Another welcome push for more broadband spectrum

19 February 2016 by Steve Blum

The text of a bill to free up more spectrum for broadband purposes has finally been published. It’s called the “Mobile Now” bill and one of its main objectives is prod the federal bureaucracy into transferring frequencies that have been reserved for government agencies – in some cases since the dawn of time – to broadband companies and, potentially, for use as unlicensed spectrum. It also targets non-federal spectrum that’s under used now.

The bill sets a deadline of 2020 to make “a total of at least 255 megahertz of Federal and non-Federal spectrum below the frequency of 6000 megahertz for mobile and fixed wireless broadband use”, with an eventual goal of 500 MHz.

Which is nice, except that’s already the deadline set by president Obama in 2010 for converting the entire 500 MHz. But any added push to get the wheels of the federal bureaucracy turning is welcome.

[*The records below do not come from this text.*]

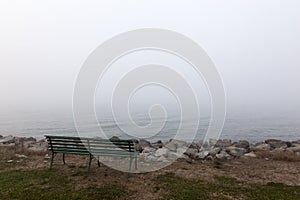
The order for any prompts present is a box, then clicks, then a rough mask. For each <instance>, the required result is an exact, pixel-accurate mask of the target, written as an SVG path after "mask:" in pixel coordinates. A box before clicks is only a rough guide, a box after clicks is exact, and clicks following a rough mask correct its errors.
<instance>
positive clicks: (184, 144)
mask: <svg viewBox="0 0 300 200" xmlns="http://www.w3.org/2000/svg"><path fill="white" fill-rule="evenodd" d="M112 139H118V137H113V138H112ZM135 144H136V145H135V148H136V150H137V151H139V152H140V156H141V157H142V158H144V160H146V161H147V160H148V161H149V160H150V161H164V160H168V159H170V158H182V159H184V160H186V161H187V162H192V161H193V160H214V159H220V160H224V159H226V160H227V159H234V158H240V157H250V158H255V157H257V155H258V154H260V153H261V152H268V153H286V154H289V155H294V156H296V157H300V140H297V141H282V140H276V139H268V140H265V141H262V142H258V143H256V144H251V143H249V142H248V141H246V140H240V141H235V142H234V141H231V140H228V139H224V140H217V141H213V140H211V141H210V142H209V143H206V144H203V143H202V142H193V143H188V142H185V141H180V140H174V139H172V140H170V141H168V142H165V143H163V142H161V141H157V142H154V143H151V142H149V141H147V140H143V139H141V140H139V141H135ZM1 147H18V148H22V149H25V150H28V151H34V152H45V154H46V153H47V148H48V144H47V141H46V140H45V139H42V140H37V139H36V138H33V137H27V138H26V137H14V136H11V135H10V136H1V135H0V148H1Z"/></svg>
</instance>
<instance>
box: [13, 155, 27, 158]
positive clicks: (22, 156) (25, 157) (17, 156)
mask: <svg viewBox="0 0 300 200" xmlns="http://www.w3.org/2000/svg"><path fill="white" fill-rule="evenodd" d="M15 156H16V157H17V158H28V157H27V156H25V155H22V154H15Z"/></svg>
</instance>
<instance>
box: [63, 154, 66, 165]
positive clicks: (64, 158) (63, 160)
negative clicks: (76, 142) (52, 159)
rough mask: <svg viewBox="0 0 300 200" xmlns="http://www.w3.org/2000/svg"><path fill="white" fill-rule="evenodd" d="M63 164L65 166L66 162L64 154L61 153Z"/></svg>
mask: <svg viewBox="0 0 300 200" xmlns="http://www.w3.org/2000/svg"><path fill="white" fill-rule="evenodd" d="M63 162H64V165H65V164H66V161H65V154H64V153H63Z"/></svg>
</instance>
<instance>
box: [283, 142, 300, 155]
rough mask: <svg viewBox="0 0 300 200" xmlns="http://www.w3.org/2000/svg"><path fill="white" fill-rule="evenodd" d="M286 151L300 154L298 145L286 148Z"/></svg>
mask: <svg viewBox="0 0 300 200" xmlns="http://www.w3.org/2000/svg"><path fill="white" fill-rule="evenodd" d="M286 150H287V151H290V152H294V153H298V152H300V144H299V145H293V147H288V148H287V149H286Z"/></svg>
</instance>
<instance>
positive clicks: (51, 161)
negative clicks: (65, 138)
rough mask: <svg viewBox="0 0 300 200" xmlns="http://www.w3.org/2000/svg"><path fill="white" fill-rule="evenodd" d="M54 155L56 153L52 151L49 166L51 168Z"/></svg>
mask: <svg viewBox="0 0 300 200" xmlns="http://www.w3.org/2000/svg"><path fill="white" fill-rule="evenodd" d="M54 156H55V153H52V155H51V162H50V167H49V169H52V165H53V160H54Z"/></svg>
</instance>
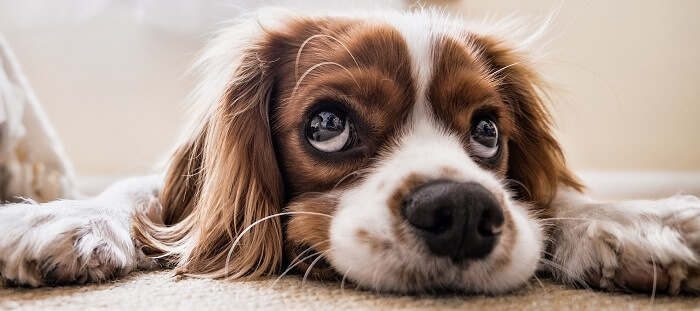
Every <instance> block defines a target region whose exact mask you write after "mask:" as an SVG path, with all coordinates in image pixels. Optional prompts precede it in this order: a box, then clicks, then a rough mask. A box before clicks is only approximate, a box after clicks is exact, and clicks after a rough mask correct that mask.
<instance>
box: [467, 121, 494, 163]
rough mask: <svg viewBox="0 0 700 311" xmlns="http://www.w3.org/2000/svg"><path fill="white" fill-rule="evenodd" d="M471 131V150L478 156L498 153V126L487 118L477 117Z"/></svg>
mask: <svg viewBox="0 0 700 311" xmlns="http://www.w3.org/2000/svg"><path fill="white" fill-rule="evenodd" d="M474 124H475V125H474V128H473V129H472V132H471V142H472V143H471V145H472V148H473V149H474V150H473V152H474V154H475V155H476V156H478V157H480V158H492V157H494V156H495V155H496V154H497V153H498V126H497V125H496V123H495V122H494V121H492V120H491V119H487V118H481V119H477V121H476V122H475V123H474Z"/></svg>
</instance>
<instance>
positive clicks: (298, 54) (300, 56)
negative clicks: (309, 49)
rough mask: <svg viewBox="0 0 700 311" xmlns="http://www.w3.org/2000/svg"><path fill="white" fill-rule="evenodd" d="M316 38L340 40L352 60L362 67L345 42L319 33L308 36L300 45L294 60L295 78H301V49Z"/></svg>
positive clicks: (354, 55)
mask: <svg viewBox="0 0 700 311" xmlns="http://www.w3.org/2000/svg"><path fill="white" fill-rule="evenodd" d="M316 38H329V39H332V40H334V41H335V42H338V44H340V46H342V47H343V48H344V49H345V51H347V52H348V54H349V55H350V58H352V61H353V62H355V65H356V66H357V67H358V68H359V67H360V64H359V63H358V62H357V59H355V55H352V52H350V49H348V47H347V46H346V45H345V44H344V43H343V42H341V41H340V40H338V39H337V38H336V37H333V36H330V35H323V34H317V35H313V36H311V37H309V38H307V39H306V40H304V43H302V44H301V46H299V51H297V58H296V60H295V61H294V78H295V79H299V59H300V58H301V51H302V50H304V47H305V46H306V44H307V43H309V41H311V40H313V39H316Z"/></svg>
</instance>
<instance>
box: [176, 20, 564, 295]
mask: <svg viewBox="0 0 700 311" xmlns="http://www.w3.org/2000/svg"><path fill="white" fill-rule="evenodd" d="M260 20H261V18H260V17H258V19H257V20H256V21H257V22H260ZM276 21H277V23H276V25H275V26H274V27H272V26H270V27H266V26H263V27H262V29H263V30H259V31H257V32H255V33H254V34H253V35H250V34H249V36H248V37H247V38H246V39H245V40H249V41H252V42H246V44H244V45H243V48H236V49H233V50H232V48H233V47H231V46H230V45H233V44H240V40H241V39H237V40H239V41H236V40H233V39H232V38H233V37H230V38H229V39H226V38H227V37H226V35H223V36H221V37H220V38H219V39H218V42H217V43H215V45H214V46H213V47H210V49H209V51H214V52H211V53H213V54H212V55H209V56H208V57H209V58H208V60H207V61H208V62H209V66H210V71H212V70H213V69H211V68H218V69H217V70H219V71H218V75H219V78H218V79H219V80H221V81H219V80H216V79H213V80H211V81H210V82H209V83H211V84H212V85H214V84H216V83H219V84H220V85H219V86H218V88H219V89H220V90H221V91H220V93H221V94H222V95H220V98H219V99H218V100H216V102H217V105H214V107H206V108H204V116H203V117H202V118H201V119H202V120H203V122H201V123H200V124H199V125H198V127H197V128H198V130H197V131H196V133H197V134H196V135H195V137H194V138H192V139H191V140H190V141H189V142H188V143H187V144H185V146H184V147H183V148H182V152H181V154H180V155H179V156H176V159H175V164H173V165H171V172H170V177H169V181H168V184H166V188H165V189H164V192H165V193H164V204H165V205H166V206H165V207H166V214H165V218H166V223H172V224H178V226H180V227H182V228H185V229H182V228H180V229H179V230H181V231H183V230H189V231H188V232H190V233H189V236H190V237H186V236H185V235H181V236H179V237H177V238H173V239H175V240H178V241H180V242H181V244H187V243H191V245H192V246H191V247H190V248H189V249H188V250H187V251H186V252H182V253H185V255H182V254H180V255H179V256H183V257H185V258H186V260H185V263H184V264H183V261H182V260H181V261H180V264H181V266H184V267H186V268H189V269H190V271H192V270H195V271H194V272H203V273H212V271H216V268H217V267H218V268H219V269H220V270H221V269H222V268H223V265H225V266H226V270H227V271H225V274H227V275H228V274H230V273H232V272H233V273H234V275H237V276H240V275H245V274H249V273H251V270H255V271H261V270H271V271H272V270H275V271H283V270H284V268H286V267H287V266H288V265H293V266H296V267H297V268H298V269H300V270H301V271H307V269H312V270H309V271H312V273H313V274H316V275H321V276H329V275H335V276H337V277H339V278H340V277H342V278H347V279H348V280H351V281H353V282H355V283H358V284H359V285H361V286H363V287H366V288H374V289H378V290H386V291H394V292H414V291H425V290H431V289H453V290H461V291H469V292H491V293H495V292H503V291H507V290H510V289H512V288H514V287H517V286H519V285H521V284H523V283H524V282H525V281H526V280H528V279H529V278H530V277H531V276H532V274H533V272H534V271H535V269H536V267H537V265H538V262H539V258H540V255H541V253H542V251H543V244H544V242H543V233H542V228H540V227H539V226H538V223H537V221H536V220H535V217H536V216H541V215H546V208H545V207H546V205H547V204H548V202H549V201H550V200H551V199H552V196H553V194H554V193H555V191H556V187H557V185H558V184H559V183H562V182H563V183H569V184H575V180H574V179H573V178H572V177H571V176H570V175H569V172H568V171H567V170H566V167H565V165H564V161H563V157H562V156H561V151H560V149H559V146H558V144H557V143H556V141H555V140H554V138H553V137H552V135H551V133H550V129H549V126H548V121H549V120H548V114H547V112H546V110H545V109H544V106H543V103H542V101H541V100H540V98H539V94H538V90H537V84H538V83H539V81H538V80H537V76H536V74H535V73H534V72H532V71H531V70H530V69H529V68H528V66H527V64H526V63H525V61H524V59H523V58H522V56H521V55H520V54H519V53H518V52H517V51H516V50H515V49H514V48H511V47H509V46H508V45H506V44H505V43H504V42H503V41H501V40H500V39H499V38H497V37H494V36H493V35H489V34H484V33H480V32H476V31H475V30H474V29H469V28H468V27H466V26H464V25H463V24H462V23H461V22H459V21H456V20H451V19H449V18H445V17H443V16H440V15H438V14H434V13H431V12H419V13H411V14H400V13H386V14H385V13H381V14H373V15H363V16H362V17H351V16H323V17H298V16H289V15H284V16H283V17H282V18H279V17H278V18H276ZM227 49H228V50H227ZM232 51H233V52H236V53H239V54H240V56H238V57H239V58H235V60H233V61H231V63H232V64H233V65H228V64H226V65H222V60H221V59H216V58H217V57H216V55H219V56H220V57H224V58H228V59H231V57H232V56H230V55H227V54H226V53H231V52H232ZM205 57H206V55H205ZM212 64H214V65H212ZM205 65H206V64H205ZM221 67H224V68H221ZM210 75H214V76H216V75H217V73H216V72H214V73H211V74H210ZM212 81H214V82H212ZM216 81H219V82H216ZM222 81H223V82H225V83H223V82H222ZM206 83H207V82H206V81H205V83H204V84H203V85H204V86H203V88H205V89H206V88H207V84H206ZM209 87H211V86H209ZM178 161H179V162H178ZM183 185H188V186H183ZM222 192H223V194H222ZM182 202H184V203H182ZM168 205H171V206H168ZM168 210H171V211H168ZM280 212H284V213H285V214H284V215H285V218H284V219H283V220H282V221H280V219H279V218H276V217H269V218H264V217H266V216H271V215H275V214H277V213H280ZM190 214H193V215H190ZM183 223H184V225H183ZM246 229H249V231H248V230H246ZM192 232H195V234H192ZM216 232H218V233H216ZM241 234H245V235H246V236H239V235H241ZM192 236H195V237H192ZM205 237H206V238H205ZM184 240H187V241H184ZM233 240H235V241H236V242H235V244H236V245H233V246H232V245H231V241H233ZM183 241H184V242H183ZM188 241H189V242H188ZM231 247H233V248H234V249H231V251H230V252H229V248H231ZM170 252H171V253H172V251H170ZM226 253H228V255H229V256H225V255H226ZM222 254H223V255H222ZM282 254H283V255H282ZM231 255H232V256H231ZM223 257H226V259H223ZM282 257H284V260H283V258H282ZM204 260H209V262H207V263H205V262H204ZM212 262H214V263H216V262H218V263H219V265H218V266H217V265H216V264H213V263H212ZM282 262H284V263H285V264H284V265H280V263H282ZM188 266H189V267H188ZM232 267H233V268H232ZM197 270H199V271H197ZM253 274H256V273H253ZM257 274H260V273H257Z"/></svg>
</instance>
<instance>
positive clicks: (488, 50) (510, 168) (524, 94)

Ten years to move federal users to different frequencies is regarded as horribly short by some agencies.

Another provision would “permit unlicensed services where feasible to use any frequencies that are designated as guard bands to protect frequencies allocated after the date of enactment of this Act by competitive bidding…including spectrum that acts as a duplex gap between transmit and receive frequencies”. In order to ensure there’s no “harmful interference”, it’s not likely to mean a complete free for all in guard bands, but rather something more like the current open coordination methods used to access television white space.

The proposal has bipartisan support, and more or less tracks with existing administration initiatives, so the chances of it passing this year are better than most bills.